-2

I have the following code snippet:

__constant__ int baseLineX[4000];
__constant__ int baseLineY[4000];
__constant__ int guideLineX[4000];
__constant__ int guideLineY[4000];
__constant__ int rectangleOffsets[8];

__constant__ float blurKernel[64];

<other code>

for(int i = 0; i < 8; i++)
    hostRectangleOffsets[i] = i;

cudaMemcpyToSymbol(rectangleOffsets, hostRectangleOffsets, 8*sizeof(int));

This code works fine on a Tesla K40 but not on a 16GB Tesla V100. (Even my laptop can run the code with a 4GB Quaddro M2200 GPU).
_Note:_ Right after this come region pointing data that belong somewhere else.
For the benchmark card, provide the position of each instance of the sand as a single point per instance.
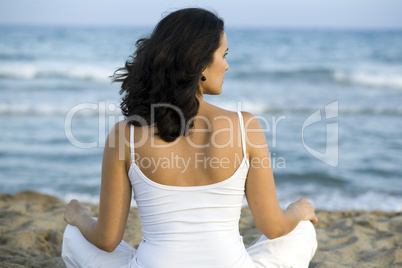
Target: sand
(31, 233)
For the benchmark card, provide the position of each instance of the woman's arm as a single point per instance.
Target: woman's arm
(269, 218)
(107, 231)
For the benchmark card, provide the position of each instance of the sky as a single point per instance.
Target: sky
(377, 14)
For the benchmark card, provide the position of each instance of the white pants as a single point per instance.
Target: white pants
(295, 249)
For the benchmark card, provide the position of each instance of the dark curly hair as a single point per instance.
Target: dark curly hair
(160, 81)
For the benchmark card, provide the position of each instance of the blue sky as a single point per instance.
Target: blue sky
(245, 13)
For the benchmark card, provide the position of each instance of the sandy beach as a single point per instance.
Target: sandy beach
(31, 233)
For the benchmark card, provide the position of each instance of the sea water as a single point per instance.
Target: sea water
(330, 103)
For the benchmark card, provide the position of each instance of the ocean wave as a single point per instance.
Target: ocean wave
(369, 79)
(302, 73)
(75, 71)
(80, 110)
(381, 79)
(92, 109)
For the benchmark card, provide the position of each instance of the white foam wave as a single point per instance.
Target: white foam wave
(81, 71)
(339, 199)
(371, 79)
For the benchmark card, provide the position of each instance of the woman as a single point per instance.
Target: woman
(189, 164)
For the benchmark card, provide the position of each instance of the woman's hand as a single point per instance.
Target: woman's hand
(304, 208)
(74, 210)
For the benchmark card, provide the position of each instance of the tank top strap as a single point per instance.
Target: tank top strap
(243, 133)
(132, 143)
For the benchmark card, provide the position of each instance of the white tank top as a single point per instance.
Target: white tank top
(190, 226)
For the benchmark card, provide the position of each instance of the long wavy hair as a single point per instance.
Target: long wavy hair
(160, 81)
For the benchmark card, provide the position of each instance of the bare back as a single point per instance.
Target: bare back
(212, 150)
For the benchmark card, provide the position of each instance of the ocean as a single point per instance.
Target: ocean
(330, 102)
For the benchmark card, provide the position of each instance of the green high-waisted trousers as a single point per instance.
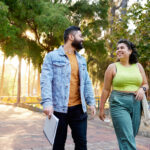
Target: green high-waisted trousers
(126, 116)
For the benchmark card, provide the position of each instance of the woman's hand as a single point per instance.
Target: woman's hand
(139, 94)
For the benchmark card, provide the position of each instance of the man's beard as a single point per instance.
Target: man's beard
(77, 44)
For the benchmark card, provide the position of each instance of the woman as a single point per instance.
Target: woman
(129, 84)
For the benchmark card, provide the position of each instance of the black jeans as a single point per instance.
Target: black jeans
(77, 120)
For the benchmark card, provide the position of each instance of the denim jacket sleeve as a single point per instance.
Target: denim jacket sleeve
(46, 82)
(88, 90)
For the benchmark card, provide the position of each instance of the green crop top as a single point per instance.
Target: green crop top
(127, 78)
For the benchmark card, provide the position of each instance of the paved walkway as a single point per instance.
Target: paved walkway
(21, 129)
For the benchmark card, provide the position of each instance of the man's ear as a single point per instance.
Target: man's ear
(71, 37)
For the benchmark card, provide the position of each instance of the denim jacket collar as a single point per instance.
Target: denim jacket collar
(62, 52)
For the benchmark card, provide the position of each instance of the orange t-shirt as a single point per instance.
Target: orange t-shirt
(74, 96)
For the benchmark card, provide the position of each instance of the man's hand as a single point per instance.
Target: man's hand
(139, 94)
(48, 111)
(93, 111)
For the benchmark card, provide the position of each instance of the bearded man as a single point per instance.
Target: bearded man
(66, 89)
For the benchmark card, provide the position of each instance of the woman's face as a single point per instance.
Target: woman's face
(123, 52)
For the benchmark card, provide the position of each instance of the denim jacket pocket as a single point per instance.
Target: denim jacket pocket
(59, 67)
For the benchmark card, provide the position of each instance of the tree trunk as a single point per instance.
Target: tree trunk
(38, 83)
(33, 82)
(19, 81)
(29, 80)
(13, 92)
(124, 4)
(2, 77)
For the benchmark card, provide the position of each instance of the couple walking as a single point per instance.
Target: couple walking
(66, 90)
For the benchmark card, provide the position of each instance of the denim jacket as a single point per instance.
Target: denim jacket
(55, 81)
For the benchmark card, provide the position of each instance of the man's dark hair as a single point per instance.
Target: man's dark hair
(70, 30)
(134, 55)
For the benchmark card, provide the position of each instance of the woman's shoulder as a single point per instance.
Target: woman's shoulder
(111, 67)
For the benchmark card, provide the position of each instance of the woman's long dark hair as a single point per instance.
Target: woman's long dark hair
(134, 55)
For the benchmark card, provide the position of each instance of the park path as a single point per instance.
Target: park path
(21, 129)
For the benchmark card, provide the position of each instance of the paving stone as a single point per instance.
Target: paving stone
(21, 129)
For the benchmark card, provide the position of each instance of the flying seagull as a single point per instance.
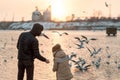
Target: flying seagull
(45, 35)
(106, 4)
(60, 34)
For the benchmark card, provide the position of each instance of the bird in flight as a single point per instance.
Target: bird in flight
(86, 39)
(60, 34)
(94, 52)
(42, 34)
(106, 4)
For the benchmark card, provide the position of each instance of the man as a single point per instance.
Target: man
(28, 50)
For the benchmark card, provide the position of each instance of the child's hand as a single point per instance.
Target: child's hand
(47, 61)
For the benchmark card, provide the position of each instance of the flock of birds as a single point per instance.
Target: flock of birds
(79, 62)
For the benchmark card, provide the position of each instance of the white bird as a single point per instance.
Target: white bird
(94, 52)
(42, 34)
(106, 4)
(86, 39)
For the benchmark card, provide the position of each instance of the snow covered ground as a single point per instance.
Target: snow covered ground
(49, 25)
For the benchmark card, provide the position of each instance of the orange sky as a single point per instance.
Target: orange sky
(60, 8)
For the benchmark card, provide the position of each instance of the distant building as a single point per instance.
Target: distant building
(47, 14)
(37, 16)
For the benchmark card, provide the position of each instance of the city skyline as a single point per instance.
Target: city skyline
(18, 9)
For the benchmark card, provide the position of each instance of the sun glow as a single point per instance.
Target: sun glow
(58, 10)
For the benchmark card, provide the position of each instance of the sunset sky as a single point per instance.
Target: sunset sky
(60, 8)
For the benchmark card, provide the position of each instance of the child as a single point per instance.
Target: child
(61, 64)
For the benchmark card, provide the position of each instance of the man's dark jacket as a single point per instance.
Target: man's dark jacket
(28, 47)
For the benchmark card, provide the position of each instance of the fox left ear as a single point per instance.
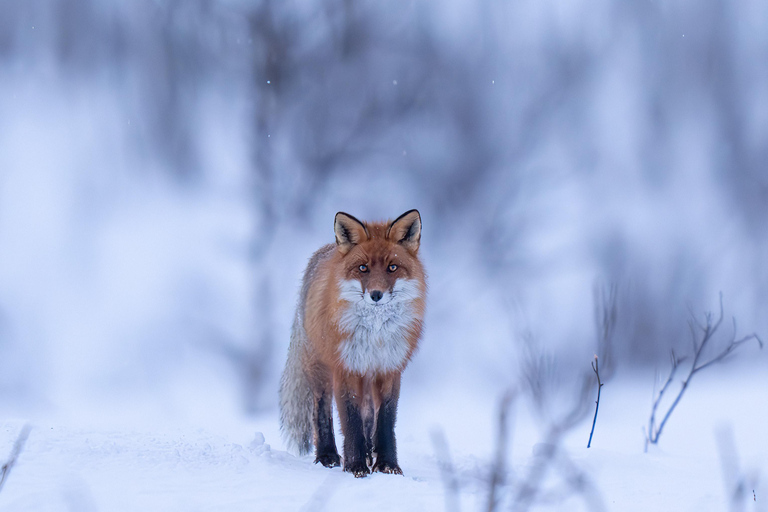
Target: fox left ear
(406, 230)
(349, 232)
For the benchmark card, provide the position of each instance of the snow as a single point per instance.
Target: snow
(104, 461)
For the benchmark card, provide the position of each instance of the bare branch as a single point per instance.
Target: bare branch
(596, 369)
(447, 471)
(708, 332)
(498, 471)
(17, 447)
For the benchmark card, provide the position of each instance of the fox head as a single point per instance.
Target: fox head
(380, 262)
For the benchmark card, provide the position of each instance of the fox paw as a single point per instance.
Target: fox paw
(359, 470)
(329, 460)
(388, 468)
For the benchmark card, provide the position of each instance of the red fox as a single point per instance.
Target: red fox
(358, 322)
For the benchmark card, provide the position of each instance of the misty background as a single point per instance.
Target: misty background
(168, 167)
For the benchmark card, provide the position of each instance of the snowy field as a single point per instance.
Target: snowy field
(135, 458)
(168, 168)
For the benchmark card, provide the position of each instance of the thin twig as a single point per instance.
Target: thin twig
(596, 369)
(17, 447)
(498, 472)
(708, 331)
(448, 472)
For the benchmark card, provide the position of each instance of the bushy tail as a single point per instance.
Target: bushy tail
(296, 402)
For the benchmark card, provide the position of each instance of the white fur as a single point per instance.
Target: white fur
(377, 332)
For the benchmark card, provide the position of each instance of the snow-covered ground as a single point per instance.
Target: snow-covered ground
(136, 457)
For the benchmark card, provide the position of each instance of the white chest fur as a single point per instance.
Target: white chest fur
(377, 333)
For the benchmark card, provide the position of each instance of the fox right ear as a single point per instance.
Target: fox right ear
(349, 232)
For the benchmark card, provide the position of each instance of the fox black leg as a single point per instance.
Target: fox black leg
(385, 446)
(369, 418)
(350, 414)
(325, 442)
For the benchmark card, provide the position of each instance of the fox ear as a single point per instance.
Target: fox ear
(349, 232)
(406, 230)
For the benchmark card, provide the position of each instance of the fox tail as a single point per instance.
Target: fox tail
(296, 402)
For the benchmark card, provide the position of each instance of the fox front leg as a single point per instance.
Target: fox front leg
(322, 416)
(387, 393)
(349, 401)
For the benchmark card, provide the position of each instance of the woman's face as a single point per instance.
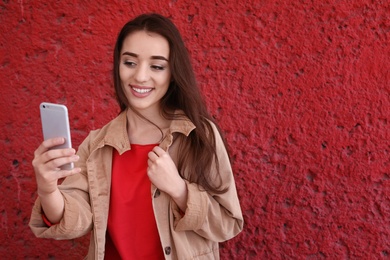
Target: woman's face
(144, 70)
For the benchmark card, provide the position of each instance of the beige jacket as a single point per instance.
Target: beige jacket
(209, 218)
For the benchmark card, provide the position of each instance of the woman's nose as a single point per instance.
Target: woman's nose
(142, 73)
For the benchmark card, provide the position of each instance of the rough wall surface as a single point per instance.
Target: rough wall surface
(300, 88)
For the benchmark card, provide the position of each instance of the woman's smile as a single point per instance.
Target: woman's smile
(144, 70)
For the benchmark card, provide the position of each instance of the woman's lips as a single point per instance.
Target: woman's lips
(140, 91)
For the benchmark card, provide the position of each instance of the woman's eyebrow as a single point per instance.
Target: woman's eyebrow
(154, 57)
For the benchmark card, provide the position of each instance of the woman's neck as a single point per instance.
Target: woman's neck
(146, 129)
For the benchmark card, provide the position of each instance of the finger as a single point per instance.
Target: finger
(58, 162)
(158, 151)
(47, 144)
(65, 173)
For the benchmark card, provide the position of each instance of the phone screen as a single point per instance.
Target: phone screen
(55, 123)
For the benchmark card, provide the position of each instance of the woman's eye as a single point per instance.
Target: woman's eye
(158, 67)
(129, 63)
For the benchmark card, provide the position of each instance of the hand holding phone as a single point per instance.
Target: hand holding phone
(55, 123)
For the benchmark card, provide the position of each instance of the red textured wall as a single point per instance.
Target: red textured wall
(301, 89)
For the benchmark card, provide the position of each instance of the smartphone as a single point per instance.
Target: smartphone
(55, 123)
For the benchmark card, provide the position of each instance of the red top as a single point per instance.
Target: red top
(132, 231)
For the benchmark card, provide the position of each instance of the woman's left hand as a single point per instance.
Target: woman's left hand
(163, 173)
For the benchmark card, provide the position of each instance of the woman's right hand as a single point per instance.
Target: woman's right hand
(47, 164)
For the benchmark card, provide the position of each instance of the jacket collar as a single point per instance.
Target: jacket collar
(117, 137)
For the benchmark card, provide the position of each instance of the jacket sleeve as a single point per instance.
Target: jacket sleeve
(216, 217)
(77, 219)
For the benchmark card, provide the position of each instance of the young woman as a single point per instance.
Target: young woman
(156, 181)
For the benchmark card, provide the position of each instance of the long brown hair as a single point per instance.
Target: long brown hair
(196, 157)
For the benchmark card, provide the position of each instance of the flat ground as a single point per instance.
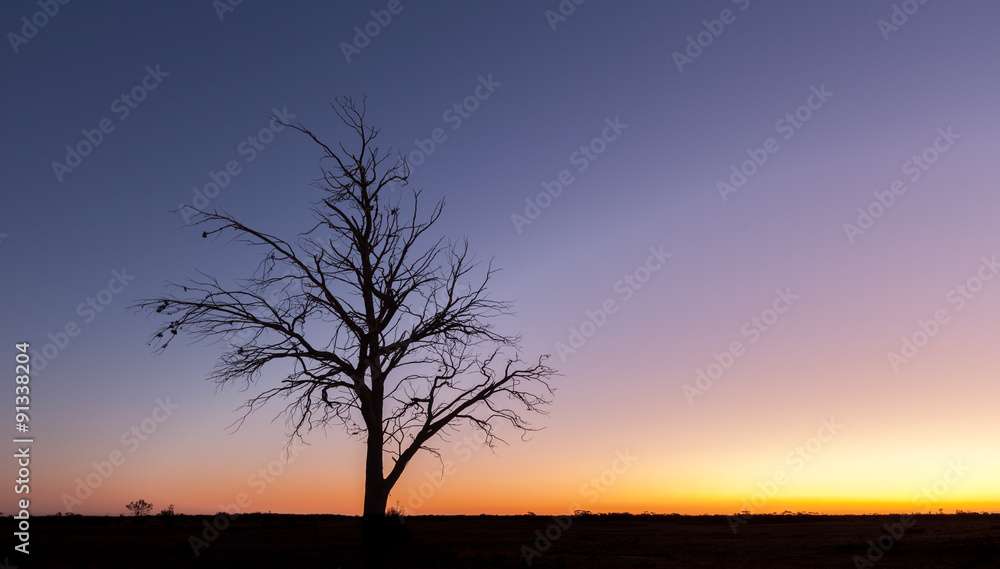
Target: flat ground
(272, 541)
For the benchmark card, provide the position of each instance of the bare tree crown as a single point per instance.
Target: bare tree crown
(380, 327)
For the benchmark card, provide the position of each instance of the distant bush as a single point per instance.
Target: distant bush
(139, 508)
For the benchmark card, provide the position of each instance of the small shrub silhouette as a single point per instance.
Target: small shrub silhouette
(139, 508)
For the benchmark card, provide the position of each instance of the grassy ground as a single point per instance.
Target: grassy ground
(273, 541)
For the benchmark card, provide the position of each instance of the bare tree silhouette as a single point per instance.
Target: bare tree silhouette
(379, 327)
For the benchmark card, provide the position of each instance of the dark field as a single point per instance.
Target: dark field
(272, 541)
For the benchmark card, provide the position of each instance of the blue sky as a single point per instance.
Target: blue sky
(217, 79)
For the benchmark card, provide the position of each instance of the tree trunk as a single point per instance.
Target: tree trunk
(373, 518)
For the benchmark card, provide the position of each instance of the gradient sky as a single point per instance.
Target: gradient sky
(917, 436)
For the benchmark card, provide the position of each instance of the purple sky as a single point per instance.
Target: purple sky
(643, 126)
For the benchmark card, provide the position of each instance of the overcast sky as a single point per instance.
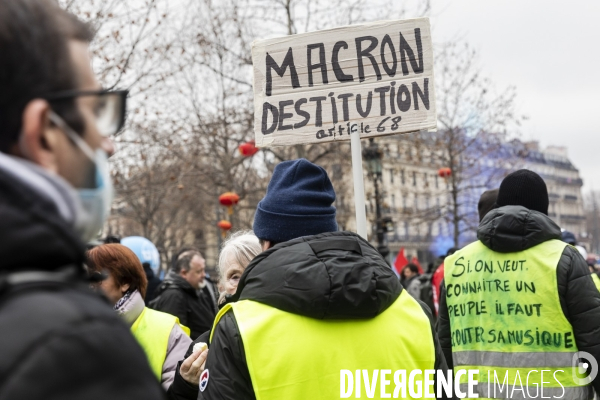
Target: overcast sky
(550, 51)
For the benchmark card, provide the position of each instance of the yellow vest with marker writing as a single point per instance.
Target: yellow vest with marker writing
(506, 321)
(294, 357)
(152, 330)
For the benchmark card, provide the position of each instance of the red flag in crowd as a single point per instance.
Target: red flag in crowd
(416, 262)
(400, 261)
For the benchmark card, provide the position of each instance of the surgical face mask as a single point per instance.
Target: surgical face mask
(95, 202)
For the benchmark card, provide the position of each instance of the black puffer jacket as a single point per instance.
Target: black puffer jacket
(58, 339)
(511, 229)
(329, 276)
(177, 297)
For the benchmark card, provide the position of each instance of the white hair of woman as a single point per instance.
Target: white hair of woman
(236, 253)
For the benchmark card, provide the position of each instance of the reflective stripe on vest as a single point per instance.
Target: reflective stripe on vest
(294, 357)
(506, 318)
(596, 281)
(152, 330)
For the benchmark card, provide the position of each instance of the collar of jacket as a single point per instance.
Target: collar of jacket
(132, 308)
(510, 229)
(336, 275)
(38, 213)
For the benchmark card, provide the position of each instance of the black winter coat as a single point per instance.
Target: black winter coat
(58, 339)
(153, 284)
(180, 389)
(177, 297)
(513, 228)
(324, 287)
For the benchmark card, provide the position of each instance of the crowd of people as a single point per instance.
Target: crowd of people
(295, 302)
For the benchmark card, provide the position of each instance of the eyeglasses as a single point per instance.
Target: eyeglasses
(109, 109)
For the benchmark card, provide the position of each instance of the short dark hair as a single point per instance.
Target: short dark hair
(184, 260)
(35, 61)
(121, 263)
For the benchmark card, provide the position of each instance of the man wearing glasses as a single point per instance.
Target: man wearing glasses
(57, 339)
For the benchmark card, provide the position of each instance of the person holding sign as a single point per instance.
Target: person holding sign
(314, 303)
(519, 305)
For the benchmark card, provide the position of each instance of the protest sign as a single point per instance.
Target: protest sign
(374, 79)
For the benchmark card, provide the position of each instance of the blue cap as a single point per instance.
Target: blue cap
(298, 203)
(144, 249)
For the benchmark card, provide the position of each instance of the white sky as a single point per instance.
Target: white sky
(550, 51)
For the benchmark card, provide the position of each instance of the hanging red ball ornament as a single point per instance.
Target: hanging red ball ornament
(444, 172)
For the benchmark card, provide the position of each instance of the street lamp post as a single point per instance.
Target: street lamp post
(372, 155)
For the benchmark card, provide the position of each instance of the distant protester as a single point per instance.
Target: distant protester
(148, 255)
(236, 253)
(547, 295)
(162, 337)
(184, 294)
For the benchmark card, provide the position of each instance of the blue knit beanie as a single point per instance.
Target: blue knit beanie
(298, 203)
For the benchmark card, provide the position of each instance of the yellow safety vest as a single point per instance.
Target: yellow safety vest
(596, 281)
(294, 357)
(152, 330)
(507, 322)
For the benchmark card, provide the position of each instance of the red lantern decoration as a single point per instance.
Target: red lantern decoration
(444, 172)
(248, 149)
(225, 226)
(229, 200)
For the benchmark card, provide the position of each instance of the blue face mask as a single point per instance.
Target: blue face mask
(95, 202)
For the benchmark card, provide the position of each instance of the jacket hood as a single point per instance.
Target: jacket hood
(336, 275)
(38, 211)
(510, 229)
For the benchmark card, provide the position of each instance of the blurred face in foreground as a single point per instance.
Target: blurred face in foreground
(112, 289)
(45, 143)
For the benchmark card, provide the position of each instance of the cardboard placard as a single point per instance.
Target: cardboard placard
(374, 78)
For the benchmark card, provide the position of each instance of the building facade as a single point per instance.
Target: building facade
(419, 201)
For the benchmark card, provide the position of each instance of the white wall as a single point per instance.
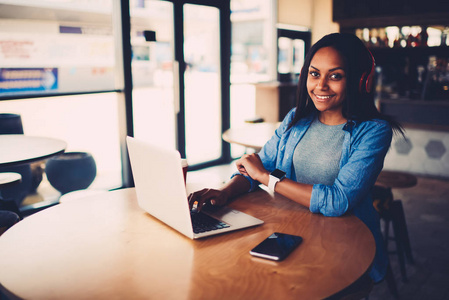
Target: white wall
(314, 14)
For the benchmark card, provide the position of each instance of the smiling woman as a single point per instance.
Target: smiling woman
(326, 84)
(331, 147)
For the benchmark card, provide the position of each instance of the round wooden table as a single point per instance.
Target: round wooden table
(251, 135)
(106, 247)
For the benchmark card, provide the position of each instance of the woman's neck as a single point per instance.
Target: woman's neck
(331, 118)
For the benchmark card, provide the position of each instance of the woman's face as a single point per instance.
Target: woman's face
(326, 81)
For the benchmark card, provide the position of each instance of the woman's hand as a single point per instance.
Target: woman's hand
(205, 196)
(251, 165)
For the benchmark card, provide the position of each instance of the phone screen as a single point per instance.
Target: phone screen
(277, 246)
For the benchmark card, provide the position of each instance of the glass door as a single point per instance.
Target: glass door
(155, 100)
(180, 87)
(202, 83)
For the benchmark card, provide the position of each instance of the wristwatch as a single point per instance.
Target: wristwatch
(275, 176)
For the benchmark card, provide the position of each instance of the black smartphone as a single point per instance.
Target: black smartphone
(277, 246)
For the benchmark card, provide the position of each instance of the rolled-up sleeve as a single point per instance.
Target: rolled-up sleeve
(270, 152)
(364, 161)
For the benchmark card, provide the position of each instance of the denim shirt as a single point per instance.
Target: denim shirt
(364, 148)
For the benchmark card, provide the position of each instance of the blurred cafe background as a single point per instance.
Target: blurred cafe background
(90, 72)
(182, 73)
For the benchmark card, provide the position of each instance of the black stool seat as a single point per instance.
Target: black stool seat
(391, 211)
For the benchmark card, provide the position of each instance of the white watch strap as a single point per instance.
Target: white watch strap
(272, 182)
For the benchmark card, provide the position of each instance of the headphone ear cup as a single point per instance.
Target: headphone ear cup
(362, 83)
(369, 82)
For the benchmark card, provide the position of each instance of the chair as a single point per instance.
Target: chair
(392, 212)
(7, 180)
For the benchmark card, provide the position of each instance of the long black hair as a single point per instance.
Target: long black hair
(359, 103)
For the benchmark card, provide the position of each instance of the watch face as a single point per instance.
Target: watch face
(278, 173)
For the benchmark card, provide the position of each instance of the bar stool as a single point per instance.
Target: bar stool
(391, 212)
(8, 215)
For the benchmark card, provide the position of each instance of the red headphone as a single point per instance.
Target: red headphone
(366, 81)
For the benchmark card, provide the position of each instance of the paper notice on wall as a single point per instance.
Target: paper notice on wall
(13, 80)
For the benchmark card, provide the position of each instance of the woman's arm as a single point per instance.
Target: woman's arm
(251, 165)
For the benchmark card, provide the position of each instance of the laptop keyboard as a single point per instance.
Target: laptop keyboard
(203, 223)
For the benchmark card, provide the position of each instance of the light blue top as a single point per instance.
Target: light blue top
(364, 148)
(317, 156)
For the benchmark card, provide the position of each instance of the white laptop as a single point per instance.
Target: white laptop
(161, 192)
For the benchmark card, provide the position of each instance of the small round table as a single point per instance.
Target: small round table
(253, 135)
(394, 179)
(9, 178)
(21, 149)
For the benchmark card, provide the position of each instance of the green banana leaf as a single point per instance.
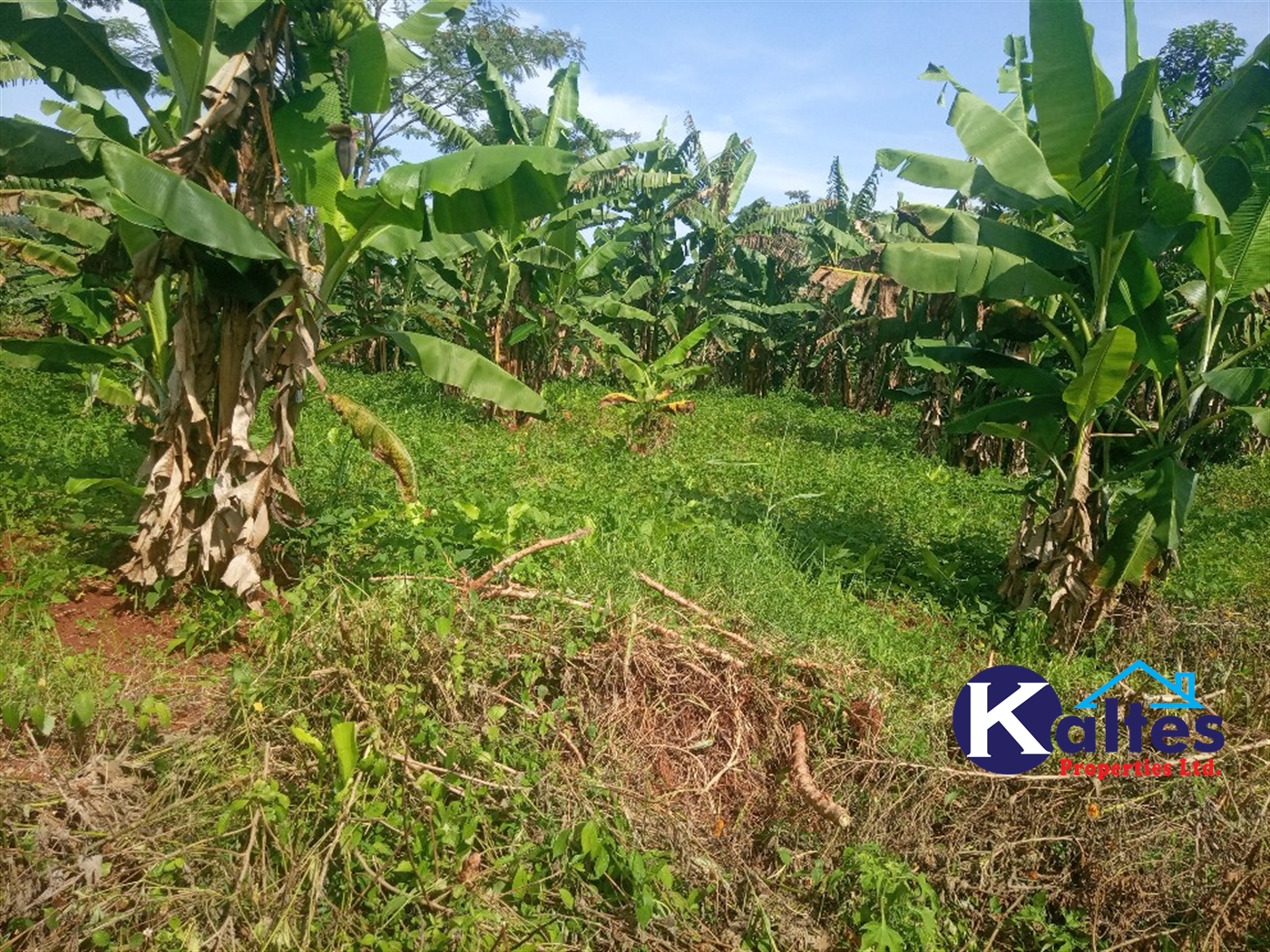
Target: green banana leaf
(1070, 89)
(181, 207)
(1104, 371)
(466, 370)
(492, 187)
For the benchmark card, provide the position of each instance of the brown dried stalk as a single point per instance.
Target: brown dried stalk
(806, 784)
(685, 602)
(482, 580)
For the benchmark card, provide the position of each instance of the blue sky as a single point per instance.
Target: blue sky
(806, 80)
(810, 80)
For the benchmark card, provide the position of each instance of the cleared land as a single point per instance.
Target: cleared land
(531, 772)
Code just hangs on the V100 and never returns from the cudaMemcpyToSymbol call but looks like it's still being processed on the GPU. Any ideas?

Aaron
  • 57
  • 5

1 Answers1

-2

Well, you haven't provided a Minimal, complete, verifiable example: Your code doesn't compile and is missing statements, yet has (apparently) irrelevant statements. So - nobody can actually check.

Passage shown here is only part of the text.